きっと先輩風を吹かしているんだろうけど、何にしろ庇ってもらえるのはありがたい。最近はいつの間にか衣織さん呼びから衣織ちゃん呼びになってるし、なんかコイツ馴れ馴れしくね?え、ひょっとして私ナメられてね?とか疑ったりしちゃってゴメンね小松田くん。これからもよろしくね小松田くん。

一方、吉野先生といえば私と小松田くんの友情に感動もせず、ただ呆れたように深い溜息を吐いただけだった。

「あのねぇ……そもそも小松田くんが烏丸さんに色々な知識を教えるのも原因の一つなんですよ?悪い意味で有言実行なんですから烏丸さんは。

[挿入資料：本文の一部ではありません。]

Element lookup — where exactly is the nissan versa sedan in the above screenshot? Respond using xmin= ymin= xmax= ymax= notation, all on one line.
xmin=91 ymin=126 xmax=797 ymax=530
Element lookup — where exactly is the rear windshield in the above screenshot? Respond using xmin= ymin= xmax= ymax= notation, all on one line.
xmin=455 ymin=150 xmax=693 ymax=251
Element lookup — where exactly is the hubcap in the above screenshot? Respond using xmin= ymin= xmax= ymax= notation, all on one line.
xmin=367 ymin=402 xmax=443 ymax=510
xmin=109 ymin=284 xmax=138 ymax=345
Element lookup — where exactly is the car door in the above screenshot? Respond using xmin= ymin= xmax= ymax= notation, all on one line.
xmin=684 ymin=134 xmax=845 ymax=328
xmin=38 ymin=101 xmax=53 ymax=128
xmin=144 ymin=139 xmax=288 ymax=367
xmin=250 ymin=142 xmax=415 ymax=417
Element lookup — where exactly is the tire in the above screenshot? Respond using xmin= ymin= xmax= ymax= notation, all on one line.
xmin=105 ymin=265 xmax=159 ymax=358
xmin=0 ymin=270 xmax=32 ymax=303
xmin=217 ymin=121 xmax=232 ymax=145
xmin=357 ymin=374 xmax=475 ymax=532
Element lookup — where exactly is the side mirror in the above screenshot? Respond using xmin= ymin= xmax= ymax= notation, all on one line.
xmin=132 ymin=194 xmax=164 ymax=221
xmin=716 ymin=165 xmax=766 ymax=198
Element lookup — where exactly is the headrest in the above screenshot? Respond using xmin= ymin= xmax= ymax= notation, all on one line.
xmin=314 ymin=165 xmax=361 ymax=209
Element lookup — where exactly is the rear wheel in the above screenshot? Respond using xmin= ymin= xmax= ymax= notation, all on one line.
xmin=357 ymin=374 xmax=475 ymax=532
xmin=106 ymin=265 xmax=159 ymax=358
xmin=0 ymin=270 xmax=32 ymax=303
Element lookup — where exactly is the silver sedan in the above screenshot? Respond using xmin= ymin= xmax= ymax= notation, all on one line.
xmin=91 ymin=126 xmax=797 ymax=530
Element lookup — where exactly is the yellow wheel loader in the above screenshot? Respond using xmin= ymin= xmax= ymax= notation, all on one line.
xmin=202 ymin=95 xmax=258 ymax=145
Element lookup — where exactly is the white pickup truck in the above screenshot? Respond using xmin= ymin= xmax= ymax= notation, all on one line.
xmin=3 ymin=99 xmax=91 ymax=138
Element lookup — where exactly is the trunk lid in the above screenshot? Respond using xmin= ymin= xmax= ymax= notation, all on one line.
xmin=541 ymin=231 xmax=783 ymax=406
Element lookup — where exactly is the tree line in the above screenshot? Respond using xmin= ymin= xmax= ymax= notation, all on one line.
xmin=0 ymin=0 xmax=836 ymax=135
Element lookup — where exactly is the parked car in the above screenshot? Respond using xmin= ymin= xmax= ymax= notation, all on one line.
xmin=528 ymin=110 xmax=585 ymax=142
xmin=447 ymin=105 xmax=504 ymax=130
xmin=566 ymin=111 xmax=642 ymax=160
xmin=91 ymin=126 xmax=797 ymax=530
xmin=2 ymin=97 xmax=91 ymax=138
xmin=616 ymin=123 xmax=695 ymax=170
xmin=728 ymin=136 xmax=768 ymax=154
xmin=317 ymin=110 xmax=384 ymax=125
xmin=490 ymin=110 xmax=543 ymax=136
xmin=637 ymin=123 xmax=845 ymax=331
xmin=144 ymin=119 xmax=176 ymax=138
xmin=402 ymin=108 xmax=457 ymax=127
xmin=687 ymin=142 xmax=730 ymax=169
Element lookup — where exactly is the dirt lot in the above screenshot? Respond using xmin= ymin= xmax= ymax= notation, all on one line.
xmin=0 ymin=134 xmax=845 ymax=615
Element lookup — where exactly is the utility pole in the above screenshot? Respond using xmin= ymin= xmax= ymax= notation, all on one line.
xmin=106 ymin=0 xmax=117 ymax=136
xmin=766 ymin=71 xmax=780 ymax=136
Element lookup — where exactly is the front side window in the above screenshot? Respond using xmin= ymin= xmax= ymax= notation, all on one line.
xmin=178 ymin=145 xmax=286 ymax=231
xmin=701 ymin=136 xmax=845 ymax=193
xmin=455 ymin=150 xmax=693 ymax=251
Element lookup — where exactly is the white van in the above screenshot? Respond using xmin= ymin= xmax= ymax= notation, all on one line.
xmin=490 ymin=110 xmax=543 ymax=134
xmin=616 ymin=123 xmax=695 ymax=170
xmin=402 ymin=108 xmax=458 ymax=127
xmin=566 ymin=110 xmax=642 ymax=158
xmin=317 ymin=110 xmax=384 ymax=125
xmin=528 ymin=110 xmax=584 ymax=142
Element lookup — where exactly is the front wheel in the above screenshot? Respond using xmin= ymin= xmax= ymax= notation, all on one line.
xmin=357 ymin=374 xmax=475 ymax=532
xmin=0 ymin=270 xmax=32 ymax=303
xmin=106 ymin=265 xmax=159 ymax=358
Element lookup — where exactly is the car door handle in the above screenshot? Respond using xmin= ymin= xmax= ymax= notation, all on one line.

忍術を教えるのも止めなさいと、私は以前から君に言ってるでしょうに」

「待ってください吉野先生!小松田くんは今回の件に関しては何も悪くないはずです!全ては、全ては私一人の責任なんです……!」

「衣織ちゃん……ッ!!」

先ほど小松田くんがそうしたように、吉野先生の前に両腕を広げてバッ!と壁を作る私。ちなみに私の後ろでは小松田くんがやはり先ほどの私と同じように感動したような表情を浮かべている。

「衣織ちゃん、後輩の君が僕を庇ってくれるなんて」

「なに言ってるのさ小松田くん。先輩の君にはいつも世話になってるんだから、これぐらいなんてことないよ」

肩越しに振り返りながらフッとほほ笑んだ私に、小松田くんはうるりと目を潤ませていた。やっべー、今の私超カッケー。

「………あのですね、もちろん今回の件の責任は烏丸さんにあるんですけどね」

「衣織ちゃん一人を責めるのはやめてください吉野先生ッ!」

静かに口を開いた吉野先生に反応して、またもや私の前にバッ!と飛び出して壁を作る小松田くん。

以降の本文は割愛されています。